Clasificación de las personas tóxicas en el ambiente laboral
- El Trabajador que descalifica. Esta persona se regocija al menospreciar y aminorar a sus compañeros. Tiende a desmerecer el esfuerzo, el éxito, y el triunfo ajeno.
- El Trabajador que envidia. Estos sujetos anhelan de manera perniciosa el reconocimiento, el prestigio, y los logros de terceros. Se trata de personas que viven en una eterna rivalidad contra todo el mundo.
- El Trabajador verbalmente violento. Estos individuos se dedican a hostigar verbalmente a sus compañeros con el propósito de intimidarlos y rebajarlos en el trabajo.
- El Trabajador que se queja. Esta persona siempre encuentra una razón para lamentarse y expresar su inconformidad. Son empleados acostumbrados a quejarse continuamente.
- El Trabajador con tendencias psicópatas. Es de enfatizar que estos sujetos no son antisociales a simple vista, por el contrario, se caracterizan por ser locuaces y aparentemente encantadores.
Estrategias de Afrontamiento
- Confrontación de la persona tóxica. Estudios longitudinales evidencian que las acciones y conductas directas contribuyen a manejar apropiadamente las contrariedades laborales, las pugnas interpersonales, y la tensión entre compañeros. Debido a que la confrontación genera un choque entre fuerzas contrarias, se sugiere que el iniciador del proceso dialogue con cautela, mesura y responsabilidad.
- Autocontrol. Esta estrategia ha sido ampliamente recomendada para convivir con personas tóxicas tanto en ambientes laborales, como personales. Por medio de la autorregulación el sujeto pretende moderar, influir, y redirigir su propia conducta a fin de lidiar de la mejor manera posible con los compañeros que dificultan su desempeño profesional.
Técnicas de Autocontrol
- Entrenamiento en Auto-instrucciones: Se trata de crear una serie de auto-mensajes, positivos, cortos, y lógicos que contribuyan a mantener o retomar el control ante una situación aversiva dada por un compañero tóxico.

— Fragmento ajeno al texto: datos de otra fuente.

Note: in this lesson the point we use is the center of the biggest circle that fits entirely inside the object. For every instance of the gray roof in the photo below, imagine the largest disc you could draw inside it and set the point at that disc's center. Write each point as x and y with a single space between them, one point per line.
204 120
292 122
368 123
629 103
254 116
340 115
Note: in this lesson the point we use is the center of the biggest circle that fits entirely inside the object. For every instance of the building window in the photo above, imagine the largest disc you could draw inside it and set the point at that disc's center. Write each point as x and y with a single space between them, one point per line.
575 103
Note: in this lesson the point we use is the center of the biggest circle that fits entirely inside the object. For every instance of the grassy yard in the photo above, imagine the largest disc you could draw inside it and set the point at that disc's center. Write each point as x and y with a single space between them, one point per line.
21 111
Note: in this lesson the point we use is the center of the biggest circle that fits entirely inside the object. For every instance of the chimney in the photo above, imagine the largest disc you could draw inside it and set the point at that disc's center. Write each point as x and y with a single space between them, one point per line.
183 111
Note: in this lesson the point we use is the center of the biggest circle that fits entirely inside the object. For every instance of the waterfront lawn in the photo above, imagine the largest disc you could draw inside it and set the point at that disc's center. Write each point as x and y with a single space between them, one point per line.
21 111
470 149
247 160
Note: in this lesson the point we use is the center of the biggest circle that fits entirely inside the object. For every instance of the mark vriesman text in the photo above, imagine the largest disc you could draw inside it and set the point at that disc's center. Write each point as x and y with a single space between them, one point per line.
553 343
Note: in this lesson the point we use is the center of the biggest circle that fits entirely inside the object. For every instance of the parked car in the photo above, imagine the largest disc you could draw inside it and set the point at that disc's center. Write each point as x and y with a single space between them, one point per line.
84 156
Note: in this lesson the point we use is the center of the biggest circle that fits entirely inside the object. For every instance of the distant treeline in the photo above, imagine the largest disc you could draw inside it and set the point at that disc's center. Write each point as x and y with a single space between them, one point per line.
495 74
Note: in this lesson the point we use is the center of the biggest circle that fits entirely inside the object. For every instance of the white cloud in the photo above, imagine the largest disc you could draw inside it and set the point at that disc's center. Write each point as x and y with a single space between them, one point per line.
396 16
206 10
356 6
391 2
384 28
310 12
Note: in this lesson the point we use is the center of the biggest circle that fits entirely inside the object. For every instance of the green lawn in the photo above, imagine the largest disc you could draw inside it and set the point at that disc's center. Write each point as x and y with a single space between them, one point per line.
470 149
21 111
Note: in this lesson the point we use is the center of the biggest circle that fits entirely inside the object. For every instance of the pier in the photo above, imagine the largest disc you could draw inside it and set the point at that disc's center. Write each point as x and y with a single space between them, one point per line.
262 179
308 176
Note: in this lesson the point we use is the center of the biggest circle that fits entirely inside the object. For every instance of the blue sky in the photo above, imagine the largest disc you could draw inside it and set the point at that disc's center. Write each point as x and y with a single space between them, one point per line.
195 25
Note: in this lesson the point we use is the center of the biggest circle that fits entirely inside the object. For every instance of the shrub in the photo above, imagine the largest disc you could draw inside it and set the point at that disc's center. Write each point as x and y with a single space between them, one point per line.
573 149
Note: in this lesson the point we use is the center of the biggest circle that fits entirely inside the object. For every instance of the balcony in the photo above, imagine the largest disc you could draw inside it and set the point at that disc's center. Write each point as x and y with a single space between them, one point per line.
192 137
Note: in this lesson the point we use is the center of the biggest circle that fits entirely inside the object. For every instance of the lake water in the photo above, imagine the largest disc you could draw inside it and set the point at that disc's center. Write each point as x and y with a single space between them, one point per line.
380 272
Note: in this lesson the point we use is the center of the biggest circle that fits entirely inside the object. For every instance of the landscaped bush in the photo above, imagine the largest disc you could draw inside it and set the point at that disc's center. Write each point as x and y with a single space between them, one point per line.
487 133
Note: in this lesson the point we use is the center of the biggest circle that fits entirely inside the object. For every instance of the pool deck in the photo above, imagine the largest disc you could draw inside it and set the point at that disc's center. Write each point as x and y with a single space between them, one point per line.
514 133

- Entrenamiento para la Detención de Pensamiento. Si la convivencia con la persona tóxica en el trabajo se ha convertido en una idea recurrente y obsesiva en la vida del afectado, se sugiere aplicar este procedimiento de autocontrol, el cual, es considerado como uno de los métodos más efectivos para modificar cogniciones mecánicas e inapropiadas.